Don’t worry about whether the Detroit Tigers are going to make the playoffs, because the playoffs have already begun, if not already at the very beginning of the month, then certainly with this 3-game showdown against the Kansas City Royals. The Tigers have already spent the one series loss they can afford; from here on out it’s “brink of elimination” with every series as a game. If they can manage to run this gauntlet, they get to do it all over again in October. But that’s what we want. If we don’t get it, well, at least we had these playoffs, and I would rather that they go on and not fizzle out 2-3 weeks before season’s end.
Does Detroit really belong in the conversation along with Baltimore, the Los Angeles Angels, and Oakland as an AL team that can beat the best the NL can offer? The first two in the Giants series added nothing to my confidence in that regard. Last night… well, that was better, much better. OK, kind of better. I’ll let Coleman have the glowing review of Lobstein for their next turns in the rotation. I’ll only say that Rock Lobster/K-Lob/(ugh)Lobber was impressive and deserves a beach party in his honor for a much-needed apply-the-tourniquet outing.
Tigers pitching/defense Games 126-142: 5.04 ERA, 1.57 WHIP, .292 BAA and 35% of those hits for extra bases. 98 runs allowed, 14 unearned, 1 of 12 CS.
Royals comparison (Games 125-141): 3.04 ERA, 1.22 WHIP, .248 BAA and 36% of those hits for extra bases, 63 runs allowed, 11 unearned (??), 5 of 18 CS.
Tigers offense Games 126-142: 5.6 runs per game, 307/356/444/800. Every Tigers position starter save Eugenio Suarez has a (full season) higher than league average XBH/PA%. That is outstanding well beyond a comparison with the Royals.
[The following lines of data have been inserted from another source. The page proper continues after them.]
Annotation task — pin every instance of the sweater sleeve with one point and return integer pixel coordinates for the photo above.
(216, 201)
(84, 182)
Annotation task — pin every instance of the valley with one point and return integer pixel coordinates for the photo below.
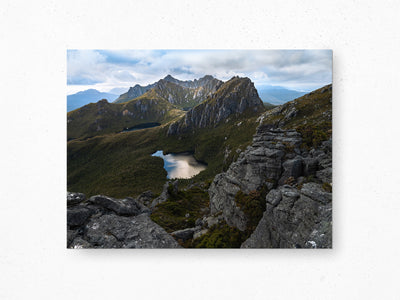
(251, 176)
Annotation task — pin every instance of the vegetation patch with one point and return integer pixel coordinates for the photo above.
(220, 236)
(182, 209)
(314, 135)
(253, 205)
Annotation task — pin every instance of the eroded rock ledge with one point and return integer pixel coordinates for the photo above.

Royals comparison: 3.2 runs per game, 232/284/352/636. 20 stolen bases.
Identical 9-8 records in those spans. We’re afraid of these guys? The Tigers do hold a 9-4 series lead so far. On the other hand, there’s pitching.
Baseball Reference Game Preview
Jeremy Guthrie vs. Justin Verlander
Guthrie can frustrate the Tigers. Coincidentally, so can Verlander (going for career win #150). Justin’s career splits show September to be an outstanding month for him, in line with his overall excellence (April and August seem to be the rough spots). This seems to be talked about every year, with some justification. The old “time for him to step up [again]” thing. Could actually happen, eh?
Miggy and Victor are en fuego, as they say in Washington. What can possibly go wrong here?